At virtual ISC 2021, we sat down with Andrew Nielsen, VMware’s senior director of cloud migration and technical enablement, for a discussion about major trends driving growth in cloud-based AI as well as a technical and product update from VMware.
“If you take the best parts of cloud, like modularity, elasticity, rapid deployment, and scalable infrastructure without the heavy upfront CAPEX investments, these all apply when bringing AI and ML into the cloud,” Nielsen said. “Cloud ML also introduces cutting edge technology services, platforms, things like accelerators and pre-trained models. And this provides more options for how data science and engineering teams can collaborate to bring models from the labs to reality.”
If you take the best parts of cloud, like modularity, elasticity, rapid deployment, and scalable infrastructure without the heavy upfront CAPEX investments, these all apply when bringing AI and ML into the cloud.

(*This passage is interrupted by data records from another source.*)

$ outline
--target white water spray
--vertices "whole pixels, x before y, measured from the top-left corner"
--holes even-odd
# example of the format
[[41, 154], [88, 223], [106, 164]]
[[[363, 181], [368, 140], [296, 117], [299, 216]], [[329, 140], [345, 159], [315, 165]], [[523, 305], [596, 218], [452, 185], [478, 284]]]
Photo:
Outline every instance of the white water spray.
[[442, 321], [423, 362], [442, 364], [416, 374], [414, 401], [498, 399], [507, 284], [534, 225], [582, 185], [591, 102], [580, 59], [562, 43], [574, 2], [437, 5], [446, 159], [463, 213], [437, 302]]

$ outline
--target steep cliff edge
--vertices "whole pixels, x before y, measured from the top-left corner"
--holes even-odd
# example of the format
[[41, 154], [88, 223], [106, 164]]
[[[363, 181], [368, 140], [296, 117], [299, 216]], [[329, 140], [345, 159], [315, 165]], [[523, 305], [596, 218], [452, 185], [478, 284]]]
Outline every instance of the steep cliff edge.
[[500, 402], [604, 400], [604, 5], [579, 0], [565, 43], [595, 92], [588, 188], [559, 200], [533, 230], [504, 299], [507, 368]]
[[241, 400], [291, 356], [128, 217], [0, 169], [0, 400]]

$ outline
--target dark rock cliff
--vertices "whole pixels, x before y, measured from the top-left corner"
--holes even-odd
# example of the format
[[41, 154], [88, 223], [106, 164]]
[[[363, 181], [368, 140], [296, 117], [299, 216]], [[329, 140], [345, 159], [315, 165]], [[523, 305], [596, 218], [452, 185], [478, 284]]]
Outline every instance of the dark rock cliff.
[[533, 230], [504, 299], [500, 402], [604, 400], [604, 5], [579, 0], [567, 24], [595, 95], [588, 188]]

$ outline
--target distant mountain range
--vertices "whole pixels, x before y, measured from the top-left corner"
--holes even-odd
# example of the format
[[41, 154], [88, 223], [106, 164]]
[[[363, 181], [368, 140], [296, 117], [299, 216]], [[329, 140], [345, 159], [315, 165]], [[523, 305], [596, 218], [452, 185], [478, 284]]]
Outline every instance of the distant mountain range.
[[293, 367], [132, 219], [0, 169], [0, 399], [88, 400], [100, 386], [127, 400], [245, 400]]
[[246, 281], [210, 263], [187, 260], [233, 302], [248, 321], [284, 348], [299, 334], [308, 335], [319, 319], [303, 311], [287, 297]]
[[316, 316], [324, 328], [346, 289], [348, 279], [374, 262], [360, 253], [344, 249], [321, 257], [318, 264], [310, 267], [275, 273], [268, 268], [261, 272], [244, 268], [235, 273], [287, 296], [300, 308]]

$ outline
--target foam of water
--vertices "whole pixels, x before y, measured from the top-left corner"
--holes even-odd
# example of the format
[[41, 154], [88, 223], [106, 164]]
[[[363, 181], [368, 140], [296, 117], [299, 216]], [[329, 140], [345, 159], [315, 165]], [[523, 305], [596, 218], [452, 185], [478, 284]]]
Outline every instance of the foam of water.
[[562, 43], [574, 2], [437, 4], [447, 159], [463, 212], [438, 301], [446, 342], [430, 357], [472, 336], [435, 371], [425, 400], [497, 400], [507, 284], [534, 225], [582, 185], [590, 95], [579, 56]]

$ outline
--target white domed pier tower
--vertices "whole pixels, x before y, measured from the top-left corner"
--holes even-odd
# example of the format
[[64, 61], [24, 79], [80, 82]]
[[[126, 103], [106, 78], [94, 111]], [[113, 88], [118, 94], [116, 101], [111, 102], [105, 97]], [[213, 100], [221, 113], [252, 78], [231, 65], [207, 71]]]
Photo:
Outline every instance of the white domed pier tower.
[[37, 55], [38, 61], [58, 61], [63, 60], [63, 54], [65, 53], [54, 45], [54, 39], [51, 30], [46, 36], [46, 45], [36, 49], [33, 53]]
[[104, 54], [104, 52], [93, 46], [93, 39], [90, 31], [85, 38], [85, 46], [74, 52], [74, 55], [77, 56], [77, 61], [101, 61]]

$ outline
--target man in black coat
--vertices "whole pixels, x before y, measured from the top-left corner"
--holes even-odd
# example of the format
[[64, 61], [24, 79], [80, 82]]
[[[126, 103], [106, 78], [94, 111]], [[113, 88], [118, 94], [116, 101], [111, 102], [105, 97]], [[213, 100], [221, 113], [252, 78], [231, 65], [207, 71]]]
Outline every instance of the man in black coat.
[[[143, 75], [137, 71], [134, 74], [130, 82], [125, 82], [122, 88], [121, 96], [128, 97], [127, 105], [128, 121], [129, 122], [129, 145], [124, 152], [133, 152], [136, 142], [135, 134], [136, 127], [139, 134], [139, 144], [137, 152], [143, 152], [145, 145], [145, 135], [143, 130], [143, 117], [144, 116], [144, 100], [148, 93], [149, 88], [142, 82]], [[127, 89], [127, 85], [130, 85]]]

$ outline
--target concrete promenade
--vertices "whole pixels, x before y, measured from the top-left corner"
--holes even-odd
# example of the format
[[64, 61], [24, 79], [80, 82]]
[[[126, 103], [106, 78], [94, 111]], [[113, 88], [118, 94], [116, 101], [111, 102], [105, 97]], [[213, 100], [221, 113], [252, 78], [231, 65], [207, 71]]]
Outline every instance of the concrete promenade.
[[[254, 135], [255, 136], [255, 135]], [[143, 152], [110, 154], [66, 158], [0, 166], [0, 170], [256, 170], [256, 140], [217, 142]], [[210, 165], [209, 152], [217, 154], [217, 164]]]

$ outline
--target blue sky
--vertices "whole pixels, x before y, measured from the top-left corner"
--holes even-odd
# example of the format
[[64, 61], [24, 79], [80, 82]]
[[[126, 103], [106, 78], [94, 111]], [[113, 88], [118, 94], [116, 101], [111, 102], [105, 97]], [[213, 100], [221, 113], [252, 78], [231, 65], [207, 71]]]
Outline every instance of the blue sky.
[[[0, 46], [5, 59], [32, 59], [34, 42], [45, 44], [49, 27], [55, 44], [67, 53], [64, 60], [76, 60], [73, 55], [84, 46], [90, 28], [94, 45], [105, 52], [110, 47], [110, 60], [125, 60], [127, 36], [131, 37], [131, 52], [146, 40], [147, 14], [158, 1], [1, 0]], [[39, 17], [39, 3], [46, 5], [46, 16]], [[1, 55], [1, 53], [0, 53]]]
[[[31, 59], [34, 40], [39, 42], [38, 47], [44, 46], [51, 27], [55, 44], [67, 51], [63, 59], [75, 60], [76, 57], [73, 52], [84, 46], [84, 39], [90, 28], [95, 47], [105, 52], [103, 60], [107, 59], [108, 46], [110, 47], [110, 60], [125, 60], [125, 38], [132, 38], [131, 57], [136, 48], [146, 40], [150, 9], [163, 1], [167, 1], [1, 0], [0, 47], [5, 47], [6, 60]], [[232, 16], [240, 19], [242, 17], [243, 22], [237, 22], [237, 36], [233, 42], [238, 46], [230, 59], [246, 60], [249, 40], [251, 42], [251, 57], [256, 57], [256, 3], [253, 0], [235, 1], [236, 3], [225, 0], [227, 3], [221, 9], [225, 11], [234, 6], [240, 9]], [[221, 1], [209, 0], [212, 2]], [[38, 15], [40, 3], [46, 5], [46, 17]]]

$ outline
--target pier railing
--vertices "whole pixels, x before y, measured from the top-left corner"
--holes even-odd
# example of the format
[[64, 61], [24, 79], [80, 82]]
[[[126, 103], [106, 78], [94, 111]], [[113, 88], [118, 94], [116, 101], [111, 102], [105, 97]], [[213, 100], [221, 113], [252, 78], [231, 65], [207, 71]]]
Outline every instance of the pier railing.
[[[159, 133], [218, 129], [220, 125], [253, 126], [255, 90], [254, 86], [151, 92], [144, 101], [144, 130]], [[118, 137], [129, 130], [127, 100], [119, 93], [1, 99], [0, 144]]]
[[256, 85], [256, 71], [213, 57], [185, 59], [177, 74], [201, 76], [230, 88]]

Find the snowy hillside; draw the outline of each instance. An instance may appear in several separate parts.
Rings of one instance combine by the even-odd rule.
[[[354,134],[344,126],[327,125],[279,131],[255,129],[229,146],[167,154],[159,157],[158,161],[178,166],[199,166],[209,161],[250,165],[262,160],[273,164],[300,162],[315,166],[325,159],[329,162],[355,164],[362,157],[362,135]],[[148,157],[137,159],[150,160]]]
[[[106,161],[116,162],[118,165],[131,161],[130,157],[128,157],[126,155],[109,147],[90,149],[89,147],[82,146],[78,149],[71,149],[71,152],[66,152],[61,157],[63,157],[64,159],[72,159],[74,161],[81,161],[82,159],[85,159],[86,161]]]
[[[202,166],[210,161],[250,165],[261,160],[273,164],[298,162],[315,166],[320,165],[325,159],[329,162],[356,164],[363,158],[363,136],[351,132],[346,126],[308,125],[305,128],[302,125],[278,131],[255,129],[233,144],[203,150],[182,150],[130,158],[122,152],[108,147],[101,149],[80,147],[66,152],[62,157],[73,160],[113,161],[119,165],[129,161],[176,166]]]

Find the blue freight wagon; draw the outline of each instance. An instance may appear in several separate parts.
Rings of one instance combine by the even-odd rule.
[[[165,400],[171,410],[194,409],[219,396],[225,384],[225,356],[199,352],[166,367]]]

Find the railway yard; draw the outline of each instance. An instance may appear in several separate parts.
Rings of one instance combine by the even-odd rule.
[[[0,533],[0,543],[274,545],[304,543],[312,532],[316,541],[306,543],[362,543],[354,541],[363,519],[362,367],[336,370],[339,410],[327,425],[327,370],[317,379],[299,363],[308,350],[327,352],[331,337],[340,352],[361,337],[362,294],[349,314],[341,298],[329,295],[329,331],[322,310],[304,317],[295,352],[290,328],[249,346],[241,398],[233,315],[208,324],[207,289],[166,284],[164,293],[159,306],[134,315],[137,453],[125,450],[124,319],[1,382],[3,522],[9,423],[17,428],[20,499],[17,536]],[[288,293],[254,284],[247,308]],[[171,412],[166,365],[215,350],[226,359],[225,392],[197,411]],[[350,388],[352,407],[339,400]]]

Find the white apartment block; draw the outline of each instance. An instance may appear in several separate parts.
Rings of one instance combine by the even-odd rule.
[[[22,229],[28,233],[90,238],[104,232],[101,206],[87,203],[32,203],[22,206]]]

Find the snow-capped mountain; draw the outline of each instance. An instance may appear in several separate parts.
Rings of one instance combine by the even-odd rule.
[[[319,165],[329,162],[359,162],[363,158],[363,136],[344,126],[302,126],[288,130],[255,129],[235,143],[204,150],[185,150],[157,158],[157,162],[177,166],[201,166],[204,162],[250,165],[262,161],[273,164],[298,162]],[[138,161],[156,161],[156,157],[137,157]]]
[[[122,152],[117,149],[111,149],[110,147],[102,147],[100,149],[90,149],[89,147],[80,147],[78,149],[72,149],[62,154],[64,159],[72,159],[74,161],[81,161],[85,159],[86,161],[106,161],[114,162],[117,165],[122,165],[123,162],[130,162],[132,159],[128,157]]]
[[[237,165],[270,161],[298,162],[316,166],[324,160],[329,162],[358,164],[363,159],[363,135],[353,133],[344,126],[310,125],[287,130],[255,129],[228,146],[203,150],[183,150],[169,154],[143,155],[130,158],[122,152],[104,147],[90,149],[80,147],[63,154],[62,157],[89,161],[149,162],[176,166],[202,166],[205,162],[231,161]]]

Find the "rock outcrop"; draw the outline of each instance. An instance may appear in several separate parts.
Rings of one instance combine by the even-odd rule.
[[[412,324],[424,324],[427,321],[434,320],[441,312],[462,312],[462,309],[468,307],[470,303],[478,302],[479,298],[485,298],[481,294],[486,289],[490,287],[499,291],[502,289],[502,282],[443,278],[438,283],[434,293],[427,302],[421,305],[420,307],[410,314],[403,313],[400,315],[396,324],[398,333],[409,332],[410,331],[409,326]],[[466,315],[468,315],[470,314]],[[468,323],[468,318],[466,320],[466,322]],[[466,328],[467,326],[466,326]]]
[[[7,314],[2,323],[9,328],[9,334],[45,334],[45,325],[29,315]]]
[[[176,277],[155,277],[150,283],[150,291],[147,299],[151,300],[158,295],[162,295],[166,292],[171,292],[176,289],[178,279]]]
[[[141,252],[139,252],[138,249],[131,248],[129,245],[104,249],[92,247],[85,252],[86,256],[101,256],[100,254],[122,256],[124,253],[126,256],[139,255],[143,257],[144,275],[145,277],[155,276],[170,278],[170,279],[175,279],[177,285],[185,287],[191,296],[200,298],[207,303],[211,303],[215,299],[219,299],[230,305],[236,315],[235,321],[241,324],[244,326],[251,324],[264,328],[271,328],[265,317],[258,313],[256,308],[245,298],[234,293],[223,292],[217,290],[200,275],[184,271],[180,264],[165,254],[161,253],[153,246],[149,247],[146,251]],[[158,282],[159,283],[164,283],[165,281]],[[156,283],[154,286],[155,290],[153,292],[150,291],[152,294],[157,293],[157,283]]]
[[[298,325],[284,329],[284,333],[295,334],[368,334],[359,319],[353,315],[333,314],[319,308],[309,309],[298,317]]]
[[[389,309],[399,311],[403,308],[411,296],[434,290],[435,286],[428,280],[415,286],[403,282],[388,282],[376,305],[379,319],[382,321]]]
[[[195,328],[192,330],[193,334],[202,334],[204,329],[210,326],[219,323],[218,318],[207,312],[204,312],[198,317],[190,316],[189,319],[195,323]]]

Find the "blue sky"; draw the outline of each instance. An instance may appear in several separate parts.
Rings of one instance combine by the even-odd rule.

On the particulars of VMware’s cloud portfolio, Nielsen said the company has offerings designed for the public and private clouds and, for example, a joint effort with Nvidia.
“VMware Cloud at its core is multi cloud,” he said. It’s available across all major public cloud providers, like Amazon Web Services, Microsoft Azure and Google Cloud Platform. Additionally, it supports local cloud as well as private and edge environments. And with our support for accelerators like GPUs, FPGAs, and other specialized hardware, organizations can leverage the sharing and optimization capabilities in VMware Cloud for ML training, inference and and a lot of other processing tasks. VMware is also jointly developing solutions with Nvidia for optimizing and sharing GPUs across virtual machines, and in (WMware) Tanzu Kubernetes environments.”